I'm starting at a physical shop soon and have been relaxing since summer vacation started. I'd like to start doing some work and wanted to ask your advice.

Supposing I have a month left to prep, what would you do in my spot (best bang for the buck)? I have already been keeping up with industry news, but haven't worked much on hard skills. Would the answer change if I specified oil/metals/ags, or would it remain general like work on Excel? Thanks all.

 

I work in ags (ABCD), and I suppose this is another high level advice, but just keep an open mind. There’s so much to learn about physical trade, coming in with a false understanding of what you’re supposed to be doing might slow the learning curve.

Industry news is good, but once you start your job, it will become obsolete. A physical trader is “in the trenches,” your tradable information is learned on phone calls and conversing with your team.

Hope this helps, lemme know if you have questions.

 

Thanks, makes sense! I've never used Bloomberg before (I'm assuming it's going to be used whenever we're dealing with derivatives) and also am no expert in Excel/PPT (didn't do an internship in IBD/consulting/trading). Do you think there's time to pick up these skills on the job (perhaps stay after-hours to practice Bloomberg)? I'm assuming nothing I can do for Bloomberg for now, but I could definitely improve on Excel/PPT though.

 

Unless you’re running the hedge desk or in some sort of VP position, you’re not gonna touch a Bloomberg, sorry.

Haven’t opened PowerPoint once ever since I started the job. Who would you be presenting to, you’re trading!

Utilizing excel will be crucial, and your ability to think outside the box on how you can use it will be super important. None of it is insanely complicated, just using formulas and macros to plan out flows of grain/product, volume moved, seasonality of prices/margins, spreads to different locations, etc. Automation and analysis will be rewarded if you do it correctly.

 

do you know how to code in VBA and Python?

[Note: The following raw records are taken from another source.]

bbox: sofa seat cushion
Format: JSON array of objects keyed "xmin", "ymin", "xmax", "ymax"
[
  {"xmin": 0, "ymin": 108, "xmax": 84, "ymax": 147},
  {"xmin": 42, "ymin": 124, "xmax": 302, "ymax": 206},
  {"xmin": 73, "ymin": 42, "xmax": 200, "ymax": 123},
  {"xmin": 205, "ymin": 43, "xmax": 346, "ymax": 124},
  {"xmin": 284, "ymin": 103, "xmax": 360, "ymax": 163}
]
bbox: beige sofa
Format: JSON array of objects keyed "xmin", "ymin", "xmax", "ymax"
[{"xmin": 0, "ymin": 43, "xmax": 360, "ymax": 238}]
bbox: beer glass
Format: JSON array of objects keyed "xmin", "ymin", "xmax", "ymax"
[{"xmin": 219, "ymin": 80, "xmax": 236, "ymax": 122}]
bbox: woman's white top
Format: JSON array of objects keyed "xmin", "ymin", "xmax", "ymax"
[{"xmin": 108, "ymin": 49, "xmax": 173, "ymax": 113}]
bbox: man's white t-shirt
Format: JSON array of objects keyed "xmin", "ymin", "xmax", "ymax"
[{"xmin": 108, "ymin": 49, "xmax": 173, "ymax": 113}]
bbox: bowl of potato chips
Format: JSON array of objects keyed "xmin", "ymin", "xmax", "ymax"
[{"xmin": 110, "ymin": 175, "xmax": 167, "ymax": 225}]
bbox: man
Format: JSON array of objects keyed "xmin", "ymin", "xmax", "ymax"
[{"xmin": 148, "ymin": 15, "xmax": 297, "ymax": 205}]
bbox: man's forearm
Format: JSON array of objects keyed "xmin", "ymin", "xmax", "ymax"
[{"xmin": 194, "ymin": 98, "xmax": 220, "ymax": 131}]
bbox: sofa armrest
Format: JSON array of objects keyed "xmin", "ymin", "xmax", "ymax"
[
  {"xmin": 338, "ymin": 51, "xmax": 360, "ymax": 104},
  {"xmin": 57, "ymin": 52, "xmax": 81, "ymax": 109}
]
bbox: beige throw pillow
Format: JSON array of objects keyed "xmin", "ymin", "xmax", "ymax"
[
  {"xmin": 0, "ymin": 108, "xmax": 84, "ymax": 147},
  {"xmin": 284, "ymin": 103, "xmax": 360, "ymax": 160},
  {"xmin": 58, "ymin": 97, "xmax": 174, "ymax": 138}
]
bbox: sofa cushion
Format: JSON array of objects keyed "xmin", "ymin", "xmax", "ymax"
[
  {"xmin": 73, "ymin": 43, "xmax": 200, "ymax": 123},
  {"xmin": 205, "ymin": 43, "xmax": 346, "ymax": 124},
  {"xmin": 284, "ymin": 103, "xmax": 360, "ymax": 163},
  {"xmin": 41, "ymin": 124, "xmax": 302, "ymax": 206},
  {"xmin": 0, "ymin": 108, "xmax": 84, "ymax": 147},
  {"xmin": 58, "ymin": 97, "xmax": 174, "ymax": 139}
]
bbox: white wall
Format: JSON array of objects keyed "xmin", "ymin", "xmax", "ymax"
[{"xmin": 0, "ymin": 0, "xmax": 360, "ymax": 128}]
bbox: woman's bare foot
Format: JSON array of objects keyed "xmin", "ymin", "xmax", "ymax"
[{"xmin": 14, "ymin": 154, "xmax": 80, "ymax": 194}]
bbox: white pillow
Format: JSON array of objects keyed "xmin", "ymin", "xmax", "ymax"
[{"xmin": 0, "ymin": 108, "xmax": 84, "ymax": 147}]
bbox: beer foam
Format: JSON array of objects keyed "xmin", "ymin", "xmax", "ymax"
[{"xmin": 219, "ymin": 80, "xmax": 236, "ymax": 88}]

if not, then you should start ASAP. do free courses on youtube...then start doing projects so that you are able to do functional things

logical statement (if/else/then) loops (do while/until...for each) string and array maniplation read/write data from various sources (text file, SQL database, XML file hierarchical database, etc..) understand various programming object models...this will take time if you don't already know it...so better start sooner than later. you don't need a degree in computer science to program/write good code...just the time and attention to learn.

 

Thanks. I've read most of the "primer" books across oil/metals/ags but this one I've always put off as it's $100. Will reconsider.